In 9MCY24, Allied Bank Limited (ABL) saw a net profit of PKR 35.69 billion (EPS: PKR 31.17), a 25% YoY increase from the PKR 28.66 billion net profit (EPS: PKR 25.03) in the SPLY.
The bank’s 9MCY24 revenue reached PKR 110 billion, indicating a 13% YoY growth from the PKR 97.16 billion reported in the previous year.
During 9MCY24, NII increased by 11% YoY to PKR 90.16 billion, while non-markup income rose by 23% YoY to PKR 19.84 billion due to a 31% increase in fee & commission income, gain on securities (PKR 1.35 billion), primarily due to investment in Eurobnds, and other income (PKR 672.22 million). ABL operates 1,352 branches across Pakistan, including 140 Islamic and 14 digital branches.
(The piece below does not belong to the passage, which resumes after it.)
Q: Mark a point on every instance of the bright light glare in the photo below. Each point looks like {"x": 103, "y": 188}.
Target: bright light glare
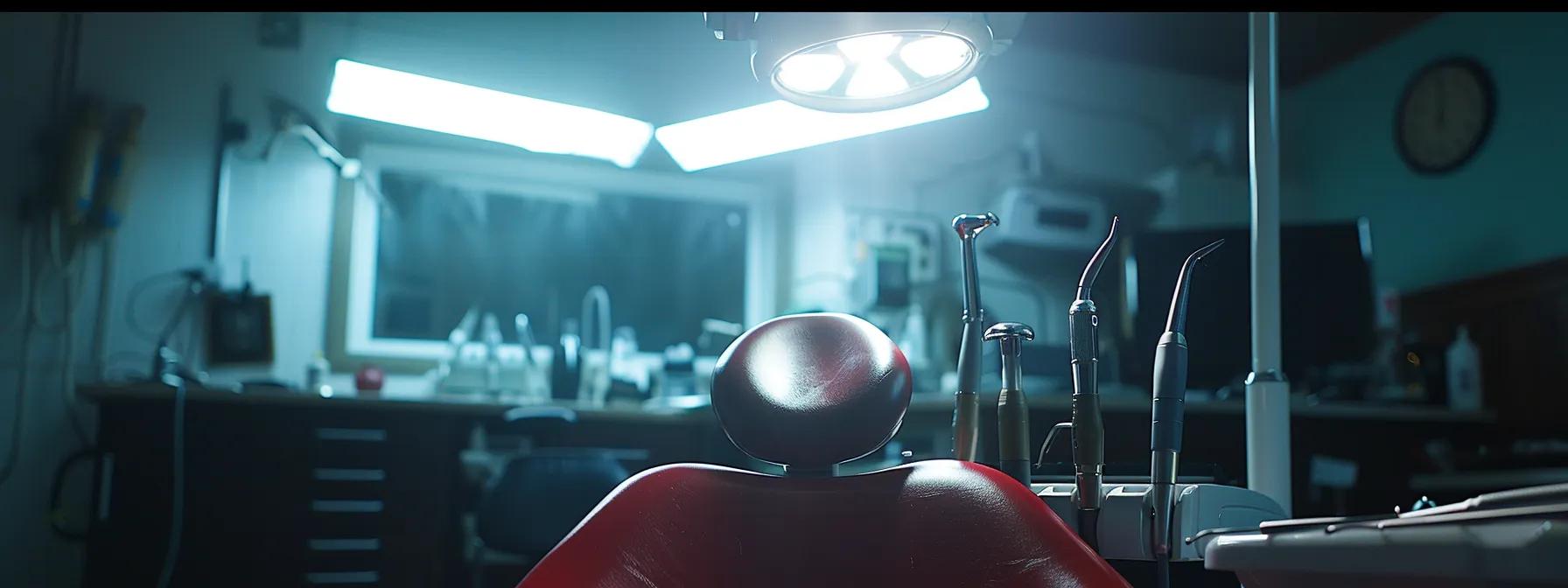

The management aims to expand its Islamic branch network by opening and reaching 150 branches by the end of CY24. Total assets of the bank increased by 13% YoY to PKR 2,624 billion as of June 30, 2024. Cash, bank balances, and lending to financial institutions grew by 11% to PKR 186 billion, significantly higher than the industry’s decline of 7%. Investments saw a 16% increase to PKR 1,333 billion, compared to the industry’s 21% growth.
However, advances increased by 8% to PKR 848 billion, against the industry’s decline of 2% in 1HCY24. Total deposits increased by 15% YoY to PKR 1,924 billion, aligning with industry growth, with CASA standing at 82% in 9MCY24. Total equity grew by 18% YoY to PKR 230 billion, up from PKR 194 billion as of December 31, 2023. The CAR improved to 32.43% as of September 30, 2024, compared to 26.21% in CY23. Conversely, total liabilities increased by 12% YoY, reaching PKR 2,394 billion in 9MCY24.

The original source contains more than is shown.